V. Incentive Award Opportunities

        5.1.    Terms.    At the time performance goals are established for a Performance Period, the Committee also shall establish an Individual Award Opportunity for each Participant or group of Participants, which shall be based on the achievement of one or more specified targets of performance goals. The targets shall be expressed in terms of an objective formula or standard which may be based upon the Participant's Annual Base Salary or a multiple thereof. In all cases the Committee shall have the sole and absolute discretion to reduce the amount of any payment under any Incentive Award Opportunity that would otherwise be made to any Participant or to decide that no payment shall be made. No Participant shall receive a payment under the Plan with respect to any Performance Period in excess of $2,500,000 which maximum amount shall be prorated with respect to Performance Periods that are less than one year in duration.

        5.2.    Incentive Payments.    Payments under Incentive Award Opportunities shall be in cash and shall be made at the time determined by the Committee after the end of the Performance Period for which the Incentive Awards are payable, except that no such payment shall be made unless and until the Committee, based to the extent applicable on the Company's audited consolidated financial statements for such Performance Period (as prepared and reviewed by the Company's independent public accountants), has certified in writing the extent to which the applicable performance goals for such Performance Period have been satisfied.

VI. General

        6.1.    Effective Date and Term of Plan.    The Plan shall be submitted to the stockholders of the Company for approval at the 2003 annual meeting of stockholders and, if approved by the affirmative vote of a majority of the shares of common stock of the Company present in person or represented by proxy at such

 


meeting, shall become effective for Performance Periods beginning on and after January 1, 2003. This Plan shall terminate as of December 31, 2007, unless terminated earlier by the Board. In the event that this Plan is not approved by the stockholders of the Company, this Plan shall be null and void with respect to Participants who are "covered employees" within the meaning of Section 162(m) of the Code.

        6.2.    Amendments.    The Board may amend this Plan as it shall deem advisable, subject to any requirement of stockholder approval required by applicable law, rule or regulation, including Section 162(m) of the Code.

        6.3.    Non-Transferability of Awards.    No award under the Plan shall be transferable other than by will, the laws of descent and distribution or pursuant to beneficiary designation procedures approved by the Company. Except to the extent permitted by the foregoing sentence, no award may be sold, transferred, assigned, pledged, hypothecated, encumbered or otherwise disposed of (whether by operation of law or otherwise) or be subject to execution, attachment or similar process. Upon any attempt to sell, transfer, assign, pledge, hypothecate, encumber or otherwise dispose of any such award, such award and all rights thereunder shall immediately become null and void.

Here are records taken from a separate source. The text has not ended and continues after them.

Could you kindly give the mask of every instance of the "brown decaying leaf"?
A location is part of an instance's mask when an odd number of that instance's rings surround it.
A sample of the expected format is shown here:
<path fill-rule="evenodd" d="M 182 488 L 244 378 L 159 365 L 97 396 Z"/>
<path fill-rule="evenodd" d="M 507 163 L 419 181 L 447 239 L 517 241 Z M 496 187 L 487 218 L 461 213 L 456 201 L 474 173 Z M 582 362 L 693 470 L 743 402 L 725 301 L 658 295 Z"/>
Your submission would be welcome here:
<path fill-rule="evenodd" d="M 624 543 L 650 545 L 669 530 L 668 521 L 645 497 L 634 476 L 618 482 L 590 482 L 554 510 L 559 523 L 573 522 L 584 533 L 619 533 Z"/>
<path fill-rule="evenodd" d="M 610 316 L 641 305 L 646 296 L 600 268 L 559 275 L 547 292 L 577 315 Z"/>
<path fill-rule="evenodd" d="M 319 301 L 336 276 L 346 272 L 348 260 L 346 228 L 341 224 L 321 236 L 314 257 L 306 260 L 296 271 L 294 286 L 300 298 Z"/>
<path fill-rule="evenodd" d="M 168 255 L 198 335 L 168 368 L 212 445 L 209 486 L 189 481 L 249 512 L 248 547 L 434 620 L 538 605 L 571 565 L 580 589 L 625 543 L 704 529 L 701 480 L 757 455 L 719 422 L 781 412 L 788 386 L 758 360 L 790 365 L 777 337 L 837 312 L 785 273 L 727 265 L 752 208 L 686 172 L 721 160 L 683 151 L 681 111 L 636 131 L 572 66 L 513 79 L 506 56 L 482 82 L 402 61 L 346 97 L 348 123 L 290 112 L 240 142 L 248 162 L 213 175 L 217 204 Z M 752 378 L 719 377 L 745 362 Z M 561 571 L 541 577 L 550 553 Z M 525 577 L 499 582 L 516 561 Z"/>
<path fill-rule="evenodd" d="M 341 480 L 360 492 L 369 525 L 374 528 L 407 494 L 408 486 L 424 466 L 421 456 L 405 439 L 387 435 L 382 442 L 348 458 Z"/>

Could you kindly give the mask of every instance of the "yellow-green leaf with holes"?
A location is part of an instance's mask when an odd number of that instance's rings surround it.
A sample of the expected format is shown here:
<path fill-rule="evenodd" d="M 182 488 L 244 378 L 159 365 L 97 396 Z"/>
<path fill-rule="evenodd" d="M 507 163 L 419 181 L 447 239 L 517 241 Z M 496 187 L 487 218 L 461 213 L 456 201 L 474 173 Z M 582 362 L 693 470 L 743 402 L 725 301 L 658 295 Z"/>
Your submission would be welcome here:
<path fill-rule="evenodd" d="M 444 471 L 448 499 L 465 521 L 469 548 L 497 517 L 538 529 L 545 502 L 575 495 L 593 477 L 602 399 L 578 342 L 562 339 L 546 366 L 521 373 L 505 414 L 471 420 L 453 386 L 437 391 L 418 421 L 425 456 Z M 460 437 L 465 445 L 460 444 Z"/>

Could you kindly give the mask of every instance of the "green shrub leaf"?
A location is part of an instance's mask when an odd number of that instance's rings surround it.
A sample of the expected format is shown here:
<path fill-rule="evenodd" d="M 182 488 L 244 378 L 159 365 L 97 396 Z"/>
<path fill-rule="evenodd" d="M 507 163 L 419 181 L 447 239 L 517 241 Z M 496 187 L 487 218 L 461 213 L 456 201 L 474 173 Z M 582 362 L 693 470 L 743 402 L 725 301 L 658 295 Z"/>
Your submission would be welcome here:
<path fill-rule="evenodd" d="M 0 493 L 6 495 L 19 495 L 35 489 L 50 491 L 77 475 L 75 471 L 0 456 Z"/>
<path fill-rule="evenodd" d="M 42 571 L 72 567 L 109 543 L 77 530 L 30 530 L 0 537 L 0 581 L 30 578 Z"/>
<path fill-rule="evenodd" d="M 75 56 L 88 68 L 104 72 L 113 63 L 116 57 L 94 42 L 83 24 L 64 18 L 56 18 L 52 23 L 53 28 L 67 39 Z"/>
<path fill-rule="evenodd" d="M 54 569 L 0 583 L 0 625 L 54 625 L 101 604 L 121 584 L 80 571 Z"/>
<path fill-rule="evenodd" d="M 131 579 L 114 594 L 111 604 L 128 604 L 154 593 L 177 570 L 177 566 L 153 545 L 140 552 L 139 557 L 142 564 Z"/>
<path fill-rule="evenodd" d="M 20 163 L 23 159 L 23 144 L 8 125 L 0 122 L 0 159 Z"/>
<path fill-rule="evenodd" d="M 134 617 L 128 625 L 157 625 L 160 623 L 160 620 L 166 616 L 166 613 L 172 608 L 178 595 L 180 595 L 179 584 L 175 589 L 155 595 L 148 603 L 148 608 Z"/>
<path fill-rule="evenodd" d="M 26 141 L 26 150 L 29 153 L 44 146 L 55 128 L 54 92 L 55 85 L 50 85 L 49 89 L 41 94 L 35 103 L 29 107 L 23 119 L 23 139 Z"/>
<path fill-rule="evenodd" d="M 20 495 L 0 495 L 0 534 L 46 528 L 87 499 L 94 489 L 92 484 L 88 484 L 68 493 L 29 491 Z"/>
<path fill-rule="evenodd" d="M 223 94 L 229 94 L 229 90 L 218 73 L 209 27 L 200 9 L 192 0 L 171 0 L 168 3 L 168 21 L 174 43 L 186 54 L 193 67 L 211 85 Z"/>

        6.4.    Tax Withholding.    The Company shall have the right to require, prior to the payment of any amount pursuant to an award made hereunder, payment by the Participant of any Federal, state, local or other taxes which may be required to be withheld or paid in connection with such award.

        6.5.    No Right of Participation or Employment.    No person shall have any right to participate in this Plan. Neither this Plan nor any award made hereunder shall confer upon any person any right to continued employment by the Company, any subsidiary or any affiliate of the Company or affect in any manner the right of the Company, any subsidiary or any affiliate of the Company to terminate the employment of any person at any time without liability hereunder.

        6.6.    Designation of Beneficiary.    If permitted by the Company, a Participant may file with the Committee a written designation of one or more persons as such Participant's beneficiary or beneficiaries (both primary and contingent) in the event of the Participant's death.

        Each beneficiary designation shall become effective only when filed in writing with the Committee during the Participant's lifetime on a form prescribed by the Committee. The spouse of a married Participant domiciled in a community property jurisdiction shall join in any designation of a beneficiary other than such spouse. The filing with the Committee of a new beneficiary designation shall cancel all previously filed beneficiary designations.

        If a Participant fails to designate a beneficiary, or if all designated beneficiaries of a Participant predecease the Participant, then each outstanding award shall be payable to the Participant's executor, administrator, legal representative or similar person.

        6.7.    Governing Law.    This Plan and each award hereunder, and all determinations made and actions taken pursuant thereto, to the extent not otherwise governed by the Code or the laws of the United States, shall be governed by the laws of the State of Delaware and construed in accordance therewith without giving effect to principles of conflicts of laws.

        6.8.    Other Plans.    Payments under Incentive Award Opportunities shall not be treated as compensation for purposes of any other compensation or benefit plan, program or arrangement of the Company or any of its subsidiaries, unless either (i) such other plan provides compensation such as payments made pursuant to Incentive Award Opportunities are to be considered as compensation thereunder or (ii) the Board or the Committee so determines in writing. Neither the adoption of the Plan nor the submission of the Plan to the Company's stockholders for their approval shall be construed as limiting the power of the Board or the Committee to adopt such other incentive arrangements as it may otherwise deem appropriate.

        6.9.    Binding Effect.    The Plan shall be binding upon the Company and its successors and assigns and the Participants and their beneficiaries, personal representatives and heirs. If the Company becomes a party to any merger, consolidation or reorganization, then the Plan shall remain in full force and effect as an obligation of the Company or its successors in interest, unless the Plan is amended or terminated pursuant to Section 6.2.